Back in the 90s, an evil pervert in California named Cody Woodson Klemp was convicted of repeatedly raping his own niece when she was just fourteen years old. She told police that “it would happen as often as he could make it happen.” He was found to have raped other young girls as well. When he was finally caught and taken to trial, the judge sentenced him to 170 years in prison for his crimes. But now the California Parole Board has approved his release after less than thirty years behind bars. Needless to say, his victims are both outraged about his lenient treatment and frightened that he might seek revenge or do the same thing to other young women. (CBS News)
A victim of a convicted rapist is outraged after the California Parole Board approved his release, less than 30 years into his 170-year sentence.
“I’m most afraid that he is going to harm, damage, ruin other women like he’s done to me,” one victim said.
The victim was talking about her uncle Cody Woodson Klemp, who was imprisoned for repeatedly raping her three decades ago. She was 14 years old. He was in his 30s.
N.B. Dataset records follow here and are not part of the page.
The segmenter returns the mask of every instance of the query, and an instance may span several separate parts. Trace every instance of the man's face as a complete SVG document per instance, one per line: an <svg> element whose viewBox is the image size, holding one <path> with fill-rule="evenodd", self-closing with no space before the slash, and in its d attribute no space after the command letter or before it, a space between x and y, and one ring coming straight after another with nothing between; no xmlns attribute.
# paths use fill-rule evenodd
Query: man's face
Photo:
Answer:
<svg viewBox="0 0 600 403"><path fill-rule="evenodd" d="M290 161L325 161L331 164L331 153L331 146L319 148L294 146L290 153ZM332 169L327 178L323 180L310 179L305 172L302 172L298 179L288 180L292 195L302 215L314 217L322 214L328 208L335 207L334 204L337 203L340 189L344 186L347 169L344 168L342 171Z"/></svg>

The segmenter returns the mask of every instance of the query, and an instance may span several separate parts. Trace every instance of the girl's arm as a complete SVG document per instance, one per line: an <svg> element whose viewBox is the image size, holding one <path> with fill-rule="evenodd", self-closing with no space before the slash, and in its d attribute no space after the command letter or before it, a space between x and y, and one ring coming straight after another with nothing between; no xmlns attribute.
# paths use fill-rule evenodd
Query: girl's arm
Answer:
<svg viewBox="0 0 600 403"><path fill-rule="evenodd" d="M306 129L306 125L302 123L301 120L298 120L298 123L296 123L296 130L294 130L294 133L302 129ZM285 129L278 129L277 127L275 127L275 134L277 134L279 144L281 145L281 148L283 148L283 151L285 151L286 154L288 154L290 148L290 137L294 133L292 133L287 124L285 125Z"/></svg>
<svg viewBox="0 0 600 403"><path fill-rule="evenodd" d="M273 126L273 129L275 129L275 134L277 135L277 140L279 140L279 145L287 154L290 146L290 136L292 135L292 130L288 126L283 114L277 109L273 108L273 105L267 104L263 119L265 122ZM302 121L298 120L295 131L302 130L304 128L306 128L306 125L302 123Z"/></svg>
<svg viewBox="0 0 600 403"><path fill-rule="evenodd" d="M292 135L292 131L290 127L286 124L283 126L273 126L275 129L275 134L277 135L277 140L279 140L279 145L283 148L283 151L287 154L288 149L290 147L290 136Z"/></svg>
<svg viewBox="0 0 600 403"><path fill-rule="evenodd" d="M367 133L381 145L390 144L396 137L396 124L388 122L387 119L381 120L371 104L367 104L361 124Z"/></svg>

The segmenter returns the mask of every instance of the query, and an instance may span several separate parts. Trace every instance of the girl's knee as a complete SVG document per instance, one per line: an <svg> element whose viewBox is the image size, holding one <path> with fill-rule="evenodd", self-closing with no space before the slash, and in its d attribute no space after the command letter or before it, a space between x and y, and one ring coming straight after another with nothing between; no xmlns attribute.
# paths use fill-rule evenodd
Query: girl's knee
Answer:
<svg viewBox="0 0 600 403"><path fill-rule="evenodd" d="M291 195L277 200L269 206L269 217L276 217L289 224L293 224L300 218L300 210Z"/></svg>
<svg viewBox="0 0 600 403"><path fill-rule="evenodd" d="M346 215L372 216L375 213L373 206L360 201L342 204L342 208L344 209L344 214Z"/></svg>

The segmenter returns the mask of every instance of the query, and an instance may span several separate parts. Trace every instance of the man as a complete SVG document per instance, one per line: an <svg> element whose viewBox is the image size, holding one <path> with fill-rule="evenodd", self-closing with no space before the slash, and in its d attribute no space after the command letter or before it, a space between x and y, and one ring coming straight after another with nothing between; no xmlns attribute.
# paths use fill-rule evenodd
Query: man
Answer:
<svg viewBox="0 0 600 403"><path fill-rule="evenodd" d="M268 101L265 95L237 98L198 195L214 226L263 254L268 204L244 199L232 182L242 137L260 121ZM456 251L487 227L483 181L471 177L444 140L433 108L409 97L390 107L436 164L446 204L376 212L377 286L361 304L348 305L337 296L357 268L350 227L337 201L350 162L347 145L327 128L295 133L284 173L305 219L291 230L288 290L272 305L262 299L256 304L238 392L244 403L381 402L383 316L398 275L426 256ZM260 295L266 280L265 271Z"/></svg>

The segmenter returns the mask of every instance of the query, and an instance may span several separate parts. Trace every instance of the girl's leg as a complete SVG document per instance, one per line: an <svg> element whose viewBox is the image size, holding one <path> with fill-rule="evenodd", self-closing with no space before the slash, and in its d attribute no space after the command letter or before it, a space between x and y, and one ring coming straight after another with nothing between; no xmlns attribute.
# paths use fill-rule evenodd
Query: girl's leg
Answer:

Although the parole board has approved the release, Klemp isn’t a free man yet. The approval is being appealed by the District Attorney and must be approved by Governor Gavin Newsom, who will meet with the victim prior to making a decision. Hopefully, he will find a way to reverse this miscarriage of justice.
And it would be a serious miscarriage indeed. If you look further into Klemp’s background, he was a serial offender starting at an early age. This wasn’t some one-off case of domestic violence. The niece told police that she couldn’t even add up how many times he raped her in the early nineties. But at that point, he had previously been convicted of rape in 1976 and attempted rape in 1981. He had pulled a girl off of a bicycle and raped her right by the side of the road. His parole officer reported that he had threatened to kill his niece for reporting his attacks if he ever got free.
So how did the niece wind up being vulnerable to her uncle to begin with? As it turns out, the Riverside Child Welfare Agency placed her there for adoption. They either didn’t know about his criminal record or, if they were aware, they brushed it aside and placed her there anyway. The entire saga is inexcusable, and now it could potentially get even worse.
Klemp could potentially be the beneficiary of a “justice reform” policy in California known as the Elderly Parole Program. It allows prisoners over the age of fifty to qualify for parole if they have served more than twenty years behind bars. But the release isn’t supposed to be automatic and the Parole Board is required to take other extenuating circumstances into account. What were they thinking in this case?
When you see someone who has received a 170-year prison sentence, that should send a message or at least give you pause. That’s a signal that a judge was dealing with a convict who was ineligible for the death penalty, but they wanted to ensure that the person died behind bars and could not be a menace to society again. That clearly seems to be the case with Cody Woodson Klemp. Short of going on a murder spree, it’s difficult to imagine many people more deserving of being locked up and throwing away the key. And yet, thanks to California’s “reform-minded” Parole Board, he could conceivably be turned loose. Let’s hope that Given Newsom gets an earful from his victim and decides to do the right thing for a change. Klemp has already threatened to murder his niece if he’s released. If he makes good on that promise, Newsom will have blood on his hands.